Visual Studio 2017: _mm_load_ps often compiled to movups

Question

I am looking at the generated assembly for my code (using Visual Studio 2017) and noticed that _mm_load_ps is often (always?) compiled to movups.

The data I'm using _mm_load_ps on is defined like this:

struct alignas(16) Vector {
    float v[4];
}

// often embedded in other structs like this
struct AABB {
    Vector min;
    Vector max;
    bool intersection(/* parameters */) const;
}

Now when I'm using this construct, the following will happen:

// this code
__mm128 bb_min = _mm_load_ps(min.v);

// generates this
movups  xmm4, XMMWORD PTR [r8]

I'm expecting movaps because of alignas(16). Do I need something else to convince the compiler to use movaps in this case?

EDIT: My question is different from this question because I'm not getting any crashes. The struct is specifically aligned and I'm also using aligned allocation. Rather, I'm curious why the compiler is switching _mm_load_ps (the intrinsic for aligned memory) to movups.

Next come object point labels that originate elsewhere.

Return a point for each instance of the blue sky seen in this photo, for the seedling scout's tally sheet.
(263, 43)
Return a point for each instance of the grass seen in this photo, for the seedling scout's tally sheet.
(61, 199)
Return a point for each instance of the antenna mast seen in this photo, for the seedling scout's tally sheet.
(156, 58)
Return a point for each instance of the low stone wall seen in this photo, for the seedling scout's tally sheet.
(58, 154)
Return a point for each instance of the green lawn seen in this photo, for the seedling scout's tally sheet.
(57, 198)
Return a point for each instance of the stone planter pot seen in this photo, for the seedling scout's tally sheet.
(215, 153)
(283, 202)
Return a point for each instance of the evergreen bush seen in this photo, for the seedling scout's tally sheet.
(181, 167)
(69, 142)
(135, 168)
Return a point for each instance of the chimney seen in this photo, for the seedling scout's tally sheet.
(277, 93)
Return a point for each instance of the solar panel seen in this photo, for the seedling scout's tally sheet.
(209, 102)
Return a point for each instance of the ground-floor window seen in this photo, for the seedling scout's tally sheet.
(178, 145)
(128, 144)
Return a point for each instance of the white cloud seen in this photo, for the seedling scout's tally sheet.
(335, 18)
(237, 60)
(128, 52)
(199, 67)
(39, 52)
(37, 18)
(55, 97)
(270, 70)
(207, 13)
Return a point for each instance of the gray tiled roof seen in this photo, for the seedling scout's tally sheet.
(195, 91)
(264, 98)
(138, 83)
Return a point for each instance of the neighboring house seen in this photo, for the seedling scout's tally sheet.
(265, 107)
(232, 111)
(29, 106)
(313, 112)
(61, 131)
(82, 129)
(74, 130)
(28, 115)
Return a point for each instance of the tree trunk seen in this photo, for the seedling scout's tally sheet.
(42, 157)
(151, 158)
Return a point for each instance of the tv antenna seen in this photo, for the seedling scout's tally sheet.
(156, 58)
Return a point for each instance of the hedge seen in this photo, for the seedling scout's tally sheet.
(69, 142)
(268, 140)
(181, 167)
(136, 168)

If I know struct was allocated at an aligned address and I'm calling it via this* it would be safe to use movaps, right?

@harold He's moving four floats and aligned instructions are often more performant, particularly on some generations of cpu. — J..., Mar 09 '17 at 14:02
Possible duplicate of [SSE, intrinsics, and alignment](http://stackoverflow.com/questions/12502071/sse-intrinsics-and-alignment) — J..., Mar 09 '17 at 14:03
@J... yea Core2. Doesn't matter on anything newer as far as I know, as long as the address is actually aligned — harold, Mar 09 '17 at 14:03
tldr; `alignas` isn't perfect or a guarantee, `memcpy` can put these structs anywhere (including unaligned locations), `malloc` won't always give you aligned memory, etc. See the dupe - you generally need to write your own allocator using `_aligned_malloc`. — J..., Mar 09 '17 at 14:05
also, read through the [Remarks section here](https://msdn.microsoft.com/en-us/library/83ythb65.aspx). (This refers to `__declspec(align(#))`, but since VS2015 `alignas` support is implemented as veneer for same). — J..., Mar 09 '17 at 14:07
The discussion [here](https://connect.microsoft.com/VisualStudio/feedback/details/812192/inefficient-c-sse2-code-generation) is also interesting. — B_old, Mar 09 '17 at 14:16
It is by definition safe to use `movaps` to implement `_mm_load_ps` (regardless of actual alignment), it just apparently didn't happen — harold, Mar 09 '17 at 14:21
@harold: OK, but is that something I can influence? (Apart from writing assembler code) — B_old, Mar 09 '17 at 15:33
You need to show a complete example that demonstrates the problem, including the compiler options you've used and the version of Visual Studio 2017 you're using. — Ross Ridge, Mar 09 '17 at 17:49
@harold No `movaps` will certainly cause an exception with an unaligned address. — J..., Mar 09 '17 at 17:59
@J... yes and `_mm_load_ps` is allowed to do that too, though it doesn't have to — harold, Mar 09 '17 at 18:01
On VS and ICC, if you compile for AVX or higher, the compiler almost never issues aligned SIMD load/stores. It's allowed to do that since it's not a loss of functionality and all processors starting from Nehalem have no penalty for using unaligned load/stores when the address is aligned. They do it because it makes the compiler simpler (not have to choose between aligned/unaligned) and it doesn't crash if it's misaligned. Though I strongly disagree with that latter one since I'd much prefer that it actually crash on misalignment since that's a bug that should be fixed, not hidden. — Mysticial, Mar 10 '17 at 00:01
@Mystical: That's good information, but I just compile for x64. Does the same apply there? — B_old, Mar 10 '17 at 09:25
@Mysticial Your answer sounds pretty convincing to me. Maybe post it as an actual answer if you have the time — Guillaume Gris, Aug 02 '17 at 08:07
Related: [Is there a way to force visual studio to generate aligned sse intrinsics](https://stackoverflow.com/q/61816101) - maybe not. — Peter Cordes, Aug 29 '22 at 18:42

Mysticial · Accepted Answer · 2018-09-04T17:36:52.107

11

On recent versions of Visual Studio and the Intel Compiler (recent as post-2013?), the compiler rarely ever generates aligned SIMD load/stores anymore.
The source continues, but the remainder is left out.